Looking at our two confidence intervals, the first thing we notice is that the bootstrap interval is far tighter, only having a difference of 0.4 between its lower and upper bound, as opposed to the difference of 1.42 for the t-test interval. This is expected though, as any distribution of sample means has less variance than a distribution of single data points.

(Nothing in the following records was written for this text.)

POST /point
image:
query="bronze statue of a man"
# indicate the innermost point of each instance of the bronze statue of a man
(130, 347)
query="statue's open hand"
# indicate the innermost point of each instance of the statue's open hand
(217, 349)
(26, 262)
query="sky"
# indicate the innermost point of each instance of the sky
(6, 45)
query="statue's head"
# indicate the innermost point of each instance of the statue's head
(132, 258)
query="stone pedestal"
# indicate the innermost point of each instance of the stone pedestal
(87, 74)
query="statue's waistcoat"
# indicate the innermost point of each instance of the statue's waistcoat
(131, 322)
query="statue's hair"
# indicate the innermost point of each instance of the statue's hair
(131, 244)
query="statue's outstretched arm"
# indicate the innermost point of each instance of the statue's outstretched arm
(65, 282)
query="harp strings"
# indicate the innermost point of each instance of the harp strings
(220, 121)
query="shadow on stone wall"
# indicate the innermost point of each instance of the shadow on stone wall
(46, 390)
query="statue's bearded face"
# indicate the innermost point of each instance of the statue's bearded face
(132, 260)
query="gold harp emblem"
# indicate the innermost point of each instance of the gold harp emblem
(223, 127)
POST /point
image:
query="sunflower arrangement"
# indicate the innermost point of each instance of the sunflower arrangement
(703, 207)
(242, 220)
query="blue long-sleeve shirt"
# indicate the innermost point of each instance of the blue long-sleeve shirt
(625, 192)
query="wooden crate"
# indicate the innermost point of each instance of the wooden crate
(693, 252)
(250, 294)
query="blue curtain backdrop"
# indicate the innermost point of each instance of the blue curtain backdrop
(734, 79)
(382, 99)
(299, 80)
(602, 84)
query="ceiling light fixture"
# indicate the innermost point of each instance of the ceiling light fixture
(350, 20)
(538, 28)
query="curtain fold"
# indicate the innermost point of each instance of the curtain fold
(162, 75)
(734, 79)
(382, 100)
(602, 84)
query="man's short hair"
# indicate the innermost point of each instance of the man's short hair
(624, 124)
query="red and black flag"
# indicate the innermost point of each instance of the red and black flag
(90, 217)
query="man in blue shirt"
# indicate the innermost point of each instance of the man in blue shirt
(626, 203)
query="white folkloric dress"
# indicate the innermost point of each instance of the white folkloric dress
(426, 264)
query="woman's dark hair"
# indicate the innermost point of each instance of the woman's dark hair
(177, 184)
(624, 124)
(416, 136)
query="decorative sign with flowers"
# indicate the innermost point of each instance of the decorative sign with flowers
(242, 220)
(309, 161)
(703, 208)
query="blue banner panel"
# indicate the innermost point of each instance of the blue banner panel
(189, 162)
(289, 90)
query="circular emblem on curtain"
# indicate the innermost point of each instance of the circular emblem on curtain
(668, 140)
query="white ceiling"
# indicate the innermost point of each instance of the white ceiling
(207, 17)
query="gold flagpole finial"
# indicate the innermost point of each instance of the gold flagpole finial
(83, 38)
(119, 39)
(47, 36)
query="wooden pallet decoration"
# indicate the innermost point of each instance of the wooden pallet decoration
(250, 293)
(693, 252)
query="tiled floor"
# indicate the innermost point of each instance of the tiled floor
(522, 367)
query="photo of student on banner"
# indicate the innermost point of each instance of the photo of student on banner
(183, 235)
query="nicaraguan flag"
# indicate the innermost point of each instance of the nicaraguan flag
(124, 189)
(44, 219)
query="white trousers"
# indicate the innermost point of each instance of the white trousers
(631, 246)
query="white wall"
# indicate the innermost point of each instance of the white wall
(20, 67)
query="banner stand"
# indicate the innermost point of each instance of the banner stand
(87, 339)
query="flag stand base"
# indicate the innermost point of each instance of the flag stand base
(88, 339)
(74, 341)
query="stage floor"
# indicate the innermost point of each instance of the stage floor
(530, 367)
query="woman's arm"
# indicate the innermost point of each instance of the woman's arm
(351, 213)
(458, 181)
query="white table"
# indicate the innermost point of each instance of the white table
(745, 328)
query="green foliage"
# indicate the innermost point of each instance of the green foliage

Along with that, the confidence interval coming from the bootstrap method also provides a lower estimation for the true mean consumption of meat across the surveyed countries than the confidence interval which comes from the traditional method.

Given that we cannot confirm normality for the distribution of meat consumption across these countries, the bootstrap method should be taken as a more reliable measure of the true average of meat consumption.